Cap 6 Ella-Chi è stato?

178 32 49
                                    


Cap 6 Ella

La voce dell'uomo è disperata, implora di risparmiarmi, la donna piange.

Ci sono troppi rumori.

Non riesco a vedere niente, braccia forti mi stringono.

Poi qualcuno mi strattona, mi sento tirare indietro, non voglio.

Un urlo rimbomba tra le pareti. Forse il mio.

Poi cado nel buio. Però non sono sola.

Qualcuno mi parla, ripete sempre la stessa frase, all'infinito.

Sembra una promessa.

"Io ti cercherò sempre".

Spalanco gli occhi, madida di sudore, e sollevo la schiena per riprendere fiato.

Le pareti bianche e anonime della camera non mi aiutano a ritrovare la calma, forse perché mi ricordano troppo una stanza di ospedale.

L'incubo rimbalza ancora in testa come una pallina da ping pong.

É la prima volta che mi capita di sognare in modo così vivido, finora il sonno è sempre stato la mia ancora di salvezza, non mi aveva mai tradita.

La sensazione peggiore è stata quella di non poter scorgere i volti dei presenti, so per certo che lo desideravo con tutta me stessa ed è come se lo desiderassi ancora, ma era solo un sogno.

Devo ammettere che ieri sera mi sono rigirata nel letto a lungo, ancora nervosa per quello che è successo in caffetteria. Il modo in cui Joshua ha zittito le regine del campus è stato fantastico, ma non si è reso conto di avermi resa un bersaglio mobile.

Quando raggiungo il padiglione centrale, la mensa è ancora semi deserta; perciò, prendo una porzione di cereali e mi accomodo in un tavolino accanto alla vetrata.

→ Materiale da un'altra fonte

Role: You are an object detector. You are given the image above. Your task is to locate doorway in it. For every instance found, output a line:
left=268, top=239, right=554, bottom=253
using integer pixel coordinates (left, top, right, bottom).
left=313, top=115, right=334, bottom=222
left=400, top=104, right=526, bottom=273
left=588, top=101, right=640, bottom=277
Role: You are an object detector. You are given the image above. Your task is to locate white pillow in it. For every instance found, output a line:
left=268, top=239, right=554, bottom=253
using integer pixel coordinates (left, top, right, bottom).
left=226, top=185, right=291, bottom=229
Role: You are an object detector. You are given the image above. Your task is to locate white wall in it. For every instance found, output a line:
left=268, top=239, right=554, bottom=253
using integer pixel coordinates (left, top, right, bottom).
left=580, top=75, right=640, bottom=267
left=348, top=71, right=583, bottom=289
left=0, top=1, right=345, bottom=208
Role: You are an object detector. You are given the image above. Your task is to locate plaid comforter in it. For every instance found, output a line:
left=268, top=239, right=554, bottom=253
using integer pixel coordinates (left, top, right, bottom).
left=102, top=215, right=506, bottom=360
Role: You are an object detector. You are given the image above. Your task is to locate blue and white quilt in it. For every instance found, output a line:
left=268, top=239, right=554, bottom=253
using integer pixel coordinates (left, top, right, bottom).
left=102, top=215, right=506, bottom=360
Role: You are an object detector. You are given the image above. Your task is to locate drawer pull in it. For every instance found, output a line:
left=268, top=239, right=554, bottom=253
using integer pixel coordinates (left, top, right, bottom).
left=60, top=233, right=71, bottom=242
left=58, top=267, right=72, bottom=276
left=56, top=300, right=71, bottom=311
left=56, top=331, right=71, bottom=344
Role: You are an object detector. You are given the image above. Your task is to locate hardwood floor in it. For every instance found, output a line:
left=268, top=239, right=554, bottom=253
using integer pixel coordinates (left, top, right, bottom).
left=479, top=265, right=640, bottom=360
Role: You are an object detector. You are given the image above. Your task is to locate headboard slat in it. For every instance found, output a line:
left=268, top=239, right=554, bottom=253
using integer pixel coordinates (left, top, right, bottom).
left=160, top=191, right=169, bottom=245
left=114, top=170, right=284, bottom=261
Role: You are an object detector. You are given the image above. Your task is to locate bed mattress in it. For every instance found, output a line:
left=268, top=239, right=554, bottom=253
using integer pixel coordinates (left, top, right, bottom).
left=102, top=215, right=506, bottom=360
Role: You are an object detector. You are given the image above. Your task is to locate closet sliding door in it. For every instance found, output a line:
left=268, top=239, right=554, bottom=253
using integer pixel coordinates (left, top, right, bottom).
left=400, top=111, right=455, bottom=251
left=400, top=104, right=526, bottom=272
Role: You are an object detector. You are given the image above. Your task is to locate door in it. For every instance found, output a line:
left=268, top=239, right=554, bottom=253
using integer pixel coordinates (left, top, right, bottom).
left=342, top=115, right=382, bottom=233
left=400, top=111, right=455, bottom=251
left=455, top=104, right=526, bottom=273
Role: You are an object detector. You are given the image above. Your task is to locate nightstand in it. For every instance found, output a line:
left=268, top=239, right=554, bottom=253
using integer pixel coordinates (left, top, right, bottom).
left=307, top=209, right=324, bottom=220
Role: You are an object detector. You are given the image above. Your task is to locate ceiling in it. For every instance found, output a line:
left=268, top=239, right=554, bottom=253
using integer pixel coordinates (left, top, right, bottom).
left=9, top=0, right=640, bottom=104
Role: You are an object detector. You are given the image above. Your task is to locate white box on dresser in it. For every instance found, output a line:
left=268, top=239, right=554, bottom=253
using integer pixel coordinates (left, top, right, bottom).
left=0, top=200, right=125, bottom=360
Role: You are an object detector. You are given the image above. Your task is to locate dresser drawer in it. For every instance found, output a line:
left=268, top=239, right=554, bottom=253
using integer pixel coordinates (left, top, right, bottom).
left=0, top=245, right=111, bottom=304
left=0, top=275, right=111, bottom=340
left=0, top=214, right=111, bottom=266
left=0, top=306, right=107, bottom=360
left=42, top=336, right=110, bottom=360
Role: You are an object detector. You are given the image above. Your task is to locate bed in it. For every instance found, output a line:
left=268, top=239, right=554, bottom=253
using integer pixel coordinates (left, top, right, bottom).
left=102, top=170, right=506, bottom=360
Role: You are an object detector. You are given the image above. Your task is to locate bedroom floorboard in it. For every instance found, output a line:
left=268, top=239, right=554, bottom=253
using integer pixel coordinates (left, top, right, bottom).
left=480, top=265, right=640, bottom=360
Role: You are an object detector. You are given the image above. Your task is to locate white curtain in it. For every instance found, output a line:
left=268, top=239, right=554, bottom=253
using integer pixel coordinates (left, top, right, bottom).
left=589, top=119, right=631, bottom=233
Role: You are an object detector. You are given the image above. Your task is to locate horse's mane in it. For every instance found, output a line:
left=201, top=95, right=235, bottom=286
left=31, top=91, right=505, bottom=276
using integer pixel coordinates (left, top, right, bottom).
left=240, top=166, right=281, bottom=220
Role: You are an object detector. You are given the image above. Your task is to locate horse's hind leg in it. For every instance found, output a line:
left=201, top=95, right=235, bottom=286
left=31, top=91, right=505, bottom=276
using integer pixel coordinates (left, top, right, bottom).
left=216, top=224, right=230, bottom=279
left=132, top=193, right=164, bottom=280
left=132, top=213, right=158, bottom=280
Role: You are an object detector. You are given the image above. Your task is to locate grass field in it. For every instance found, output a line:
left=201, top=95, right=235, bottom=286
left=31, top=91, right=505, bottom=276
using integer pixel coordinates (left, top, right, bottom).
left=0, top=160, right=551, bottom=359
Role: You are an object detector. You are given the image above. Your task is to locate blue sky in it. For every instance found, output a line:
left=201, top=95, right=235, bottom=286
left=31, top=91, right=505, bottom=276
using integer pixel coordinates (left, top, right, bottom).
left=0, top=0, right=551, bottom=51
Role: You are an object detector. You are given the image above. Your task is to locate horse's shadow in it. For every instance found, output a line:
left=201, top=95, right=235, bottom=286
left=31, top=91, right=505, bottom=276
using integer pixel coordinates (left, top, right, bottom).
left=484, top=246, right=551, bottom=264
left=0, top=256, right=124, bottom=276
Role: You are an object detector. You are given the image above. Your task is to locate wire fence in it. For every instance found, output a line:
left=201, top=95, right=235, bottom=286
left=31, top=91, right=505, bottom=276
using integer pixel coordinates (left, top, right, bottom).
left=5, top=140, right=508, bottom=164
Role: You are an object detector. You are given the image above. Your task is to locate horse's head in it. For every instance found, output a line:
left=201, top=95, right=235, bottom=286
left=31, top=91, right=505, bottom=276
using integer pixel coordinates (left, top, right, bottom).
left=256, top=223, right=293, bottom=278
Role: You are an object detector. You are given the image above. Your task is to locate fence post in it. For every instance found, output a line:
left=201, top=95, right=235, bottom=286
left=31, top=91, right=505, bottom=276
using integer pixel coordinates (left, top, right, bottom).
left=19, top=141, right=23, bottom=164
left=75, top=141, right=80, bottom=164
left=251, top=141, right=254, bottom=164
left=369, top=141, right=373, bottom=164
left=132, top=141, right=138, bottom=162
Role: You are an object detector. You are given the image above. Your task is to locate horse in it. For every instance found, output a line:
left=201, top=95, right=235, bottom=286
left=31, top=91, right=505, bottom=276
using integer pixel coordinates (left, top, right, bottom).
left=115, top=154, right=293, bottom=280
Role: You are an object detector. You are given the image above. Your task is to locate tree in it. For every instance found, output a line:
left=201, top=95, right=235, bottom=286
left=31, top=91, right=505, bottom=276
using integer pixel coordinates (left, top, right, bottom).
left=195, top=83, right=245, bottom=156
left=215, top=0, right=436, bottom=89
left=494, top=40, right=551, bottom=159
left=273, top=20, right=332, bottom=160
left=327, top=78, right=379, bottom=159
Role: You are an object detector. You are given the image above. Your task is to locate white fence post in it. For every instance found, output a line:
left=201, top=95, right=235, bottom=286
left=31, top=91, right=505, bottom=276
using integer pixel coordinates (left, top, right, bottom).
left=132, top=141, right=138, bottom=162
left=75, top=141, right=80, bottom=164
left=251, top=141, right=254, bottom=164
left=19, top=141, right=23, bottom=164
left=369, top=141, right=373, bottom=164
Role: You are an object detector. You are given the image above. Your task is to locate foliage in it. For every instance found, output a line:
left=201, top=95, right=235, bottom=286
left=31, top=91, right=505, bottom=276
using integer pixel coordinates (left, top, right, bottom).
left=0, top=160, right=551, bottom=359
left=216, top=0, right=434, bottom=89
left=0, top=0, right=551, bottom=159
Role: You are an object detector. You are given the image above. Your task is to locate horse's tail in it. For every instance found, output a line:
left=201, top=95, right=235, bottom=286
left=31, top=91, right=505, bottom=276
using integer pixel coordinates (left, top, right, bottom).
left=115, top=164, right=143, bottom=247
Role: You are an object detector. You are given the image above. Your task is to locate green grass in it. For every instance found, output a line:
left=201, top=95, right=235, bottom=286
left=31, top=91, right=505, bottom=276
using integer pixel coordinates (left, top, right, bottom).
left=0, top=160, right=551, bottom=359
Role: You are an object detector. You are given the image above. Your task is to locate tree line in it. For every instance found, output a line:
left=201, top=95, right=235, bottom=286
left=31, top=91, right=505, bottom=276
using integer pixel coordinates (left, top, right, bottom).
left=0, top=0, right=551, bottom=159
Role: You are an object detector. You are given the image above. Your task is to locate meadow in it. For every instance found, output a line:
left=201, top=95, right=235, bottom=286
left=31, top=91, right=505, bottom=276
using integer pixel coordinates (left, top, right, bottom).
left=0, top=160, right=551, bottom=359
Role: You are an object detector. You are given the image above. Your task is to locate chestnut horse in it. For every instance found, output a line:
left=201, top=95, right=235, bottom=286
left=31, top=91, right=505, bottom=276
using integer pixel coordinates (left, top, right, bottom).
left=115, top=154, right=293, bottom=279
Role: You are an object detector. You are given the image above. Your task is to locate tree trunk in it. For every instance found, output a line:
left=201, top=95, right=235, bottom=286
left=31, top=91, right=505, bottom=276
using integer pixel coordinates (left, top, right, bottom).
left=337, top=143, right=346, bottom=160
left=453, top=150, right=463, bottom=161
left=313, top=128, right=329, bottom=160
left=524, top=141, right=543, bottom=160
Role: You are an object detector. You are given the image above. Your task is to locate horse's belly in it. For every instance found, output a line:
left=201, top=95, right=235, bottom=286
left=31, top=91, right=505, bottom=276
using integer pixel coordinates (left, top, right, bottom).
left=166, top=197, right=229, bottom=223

Non mi dispiace fare colazione da sola, è un buon momento per mettere in ordine i pensieri prima che la giornata inizi. Negli ultimi giorni la mia vita monotona ha cambiato direzione più volte, mutando da percorso lineare a sentiero tortuoso. Ogni curva e scossone porta il nome di Joshua. Lui sradica le mie certezze piantando germogli di caos. In sua presenza tutto il mio corpo reagisce in modo imprevedibile, i pensieri lasciano posto all'istinto, le emozioni si confondono e mi ritrovo a sorridere quando dovrei essere arrabbiata.

Il suo comportamento al ruscello è stato imperdonabile, eppure è bastato un mezzo sorriso contrito perché la mia capacità di giudizio si azzerasse.

Vago con lo sguardo sugli altri tavoli e ingoio a forza ancora un paio di cucchiai di poltiglia informe, i cereali si sono ammosciati nel latte e adesso hanno un aspetto orribile.

Allontano la tazza e recupero il prospetto delle mie lezioni pomeridiane, dando un'occhiata agli argomenti che dovrò affrontare: butto giù un paio di schemi che potrebbero aiutarmi a spiegare i concetti più ostici e mi perdo nella ricerca di strategie che possano facilitare l'apprendimento dei miei studenti. Daphne è creativa, ma poco interessata allo studio. Non ho potuto fare a meno di notare gli abiti sgargianti e la ricerca minuziosa di particolari insita nel suo stile, forse se utilizzassimo mappe colorate e immagini potrei catturare la sua attenzione. Charlie si è rivolto a me per recuperare una parte del programma di storia, è interessato e volenteroso ma assolutamente negato nel ricordare date e nomi complessi, potrei insegnargli un paio di trucchetti divertenti per ricordare i suoni difficili.

E poi c'è Josh. Non riesco a fare a meno di ripensare alla sua espressione frustrata e ferita, i pugni serrati, la mascella contratta e lo sguardo rassegnato di chi pensa di non valere niente. È stato lì che ho capito che non sarei riuscita a rimanere in collera, perché ogni fibra del mio corpo si è protesa verso di lui desiderando annullare il suo disagio. Il mezzo tentativo di scuse in caffetteria mi ha dato il colpo di grazia.